Construction on a new Exit 4 connecting the Adirondack Northway to the Albany International Airport moved a step closer Monday night when the Albany County Legislature's mass transit committee gave its approval to an offer by the state Department of Transportation to pay the Albany County Airport Authority $855,000 for 12 acres of land to accommodate an exit ramp.

Construction is expected to get under way in 2019, DOT spokesman Bryan Viggiani said Tuesday.

Efforts to better connect the Northway to the airport have been underway for half a century. Originally, a new exit, Exit 3, was to have been built as part of an interchange with Interstate 687, which would have run from Exit 5A, the Corporate Woods exit, of Interstate 90 west to the Northway and the airport.

The I-687 expressway, which faced opposition, was scrapped in 1973 and withdrawn from the national interstate highway plan in 1977.

Exit 3 was never built. The project instead will reconfigure the existing Exit 4.

The airport authority had purchased the land using a grant from the Federal Aviation Administration to improve its runway protection zone and safety zones, said airport spokesman Doug Myers on Tuesday. The FAA will require that the $855,000 from the county be used for other airport improvement projects.
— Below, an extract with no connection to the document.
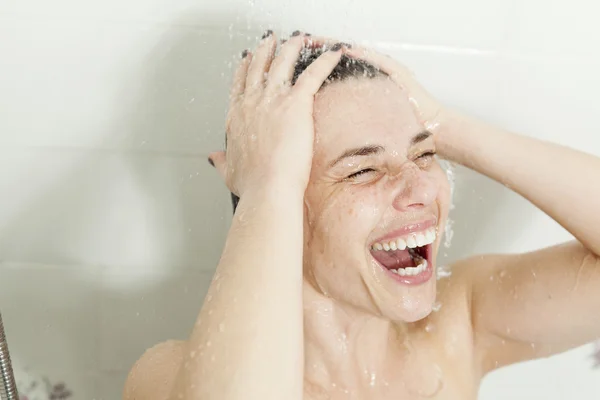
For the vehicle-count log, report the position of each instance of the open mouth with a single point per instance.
(409, 255)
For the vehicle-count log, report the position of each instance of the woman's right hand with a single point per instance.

The full county legislature still needs to approve the deal.

With the Exit 4 redesign, northbound Northway traffic will exit on a flyover, over the southbound lanes and behind The Desmond Hotel to a T-intersection with Albany Shaker Road to the airport, avoiding two traffic lights. Southbound travelers will have one fewer traffic light, also exiting onto a ramp looping behind the Desmond and directly onto Albany Shaker, tying into the same new T-intersection as the northbound flyover ramp.

Gov. Andrew Cuomo, whose late father Gov. Mario Cuomo promoted the exit project back in 1994, in 2016 included $50 million in the budget for the improvements.

"We are in the final stages of the design and engineering process and expect construction to begin in 2019," the DOT's Viggiani said Tuesday. "Final cost of the project is contingent upon the outcome of that process."